Contact: Greenpeace UK Press Office – or 07500 866 860

Notes to editor:

  1. Greenpeace UK – The economic impact of decarbonising household heating in the UK
  2. The Central scenario is based on the Balanced Net Zero Pathway from the CCC’s Sixth Carbon Budget (Climate Change Committee, 2020a). This scenario includes a pathway for the UK to reduce emissions from buildings to zero by 2050. This is achieved through upgrading all buildings to EPC C standards within the next 10-15 years, and delivering all new buildings with high levels of energy efficiency and low carbon heating from 2025. In this scenario the uptake of energy efficiency measures delivers a 14% reduction in household electricity demand by 2030, even though the sales of heat pumps reach just over one million per year by the same year.

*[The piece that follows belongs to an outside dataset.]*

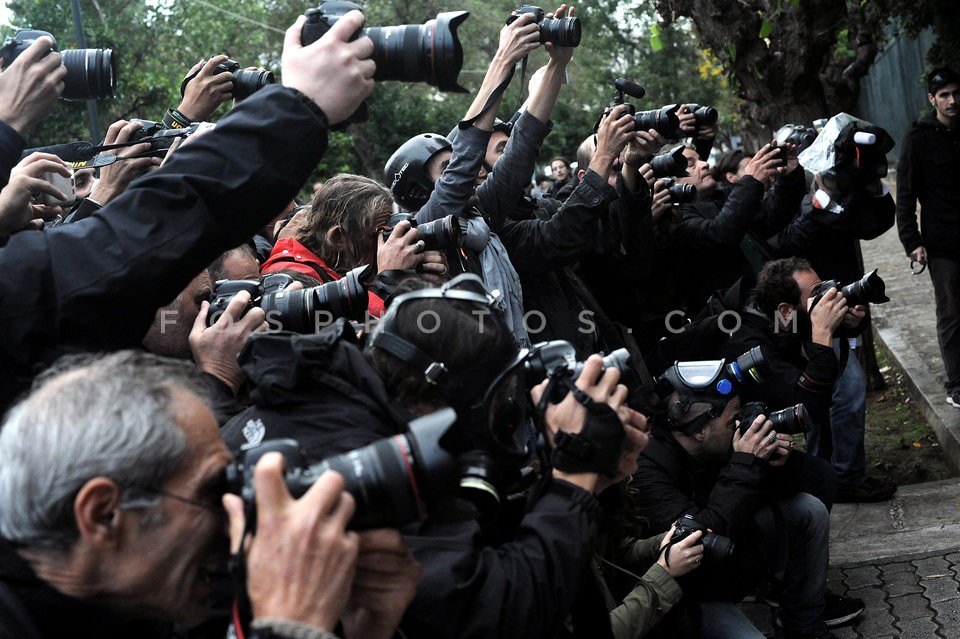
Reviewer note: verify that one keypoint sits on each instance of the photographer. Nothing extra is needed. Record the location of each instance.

  3. The 10-Point Plan deployment scenario is also based on the Balanced Net Zero Pathway from the CCC’s Sixth Carbon Budget, but with the introduction of one variation. The deployment of heat pumps in this scenario is adjusted to be in line with the UK Government target. According to the Government’s Ten Point Plan, the number of heat pumps installed each year in the UK reaches 600,000 by 2028 (Climate Change Committee, 2021). We assume that annual heat pump deployments increase linearly between 2022 and 2028 to reach this target, and the number of heat pumps installed is then assumed to remain constant between 2028 and 2030. This results in lower capital investments in heating technologies, and reduced demand for low-carbon fuels, compared to the Central scenario.
  4. The Low Technology Cost scenario is also based on the Balanced Net Zero Pathway from the CCC’s Sixth Carbon Budget, but with the introduction of a different variation. In this scenario, there is a rapid reduction in the cost of installed heat pumps, from the current assumption of £11,855 to £5,500 in 2022. This results in an overall reduction in capital investment in low-carbon heating technologies compared with the Central scenario. To allow ready comparison with the central scenario, it is assumed that the number of heat pumps deployed is not affected by this reduced cost (and is therefore in line with the Balanced Net Zero Pathway from the CCC). However, it is important to highlight that if costs were to fall in such a way, the take-up of heat pumps would be very likely to increase, as households respond to lower total costs, ultimately increasing demand for low-carbon heating technologies.
  5. The grant scheme is assumed to be fixed at £4,000 for every heat pump installed for the first three years from its introduction in 2022; then the grant is assumed to reduce in value, but hold constant as a percentage of the difference in costs between a heat pump and a gas boiler. This is done to follow the pathway established by the Plug-In Grant, which has declined in value as the price gap between battery electric and combustion engine vehicles has narrowed; it allows the value of the grant to decrease in line with the reduction in the cost of heat pumps over the period to 2030.
  6. It is assumed that the government finances 45% of the additional investment required for the implementation of building energy efficiency measures. This is in line with previous analysis carried out by EEIG (EEIG, 2021).
  7. Climate Change Committee: UK housing: Fit for the future?
  8. Building Research Establishment (BRE): The cost of poor housing to the NHS
  9. Currently housing is responsible directly for around 14% of the UK’s total greenhouse gas emissions. The UK has a legally binding target to cut 78% of its emissions by 2035, however this target incorporates the UK’s share of international aviation and shipping emissions (approx. 13% of UK Greenhouse gas emissions in 2019) for the first time. The government currently has no formal plan for decarbonising these sectors, nor for other hard-to-abate sectors like industry, which makes cutting the 14% of emissions from homes all the more important. The government’s current housing decarbonisation plans would fall short of what’s required to meet this target.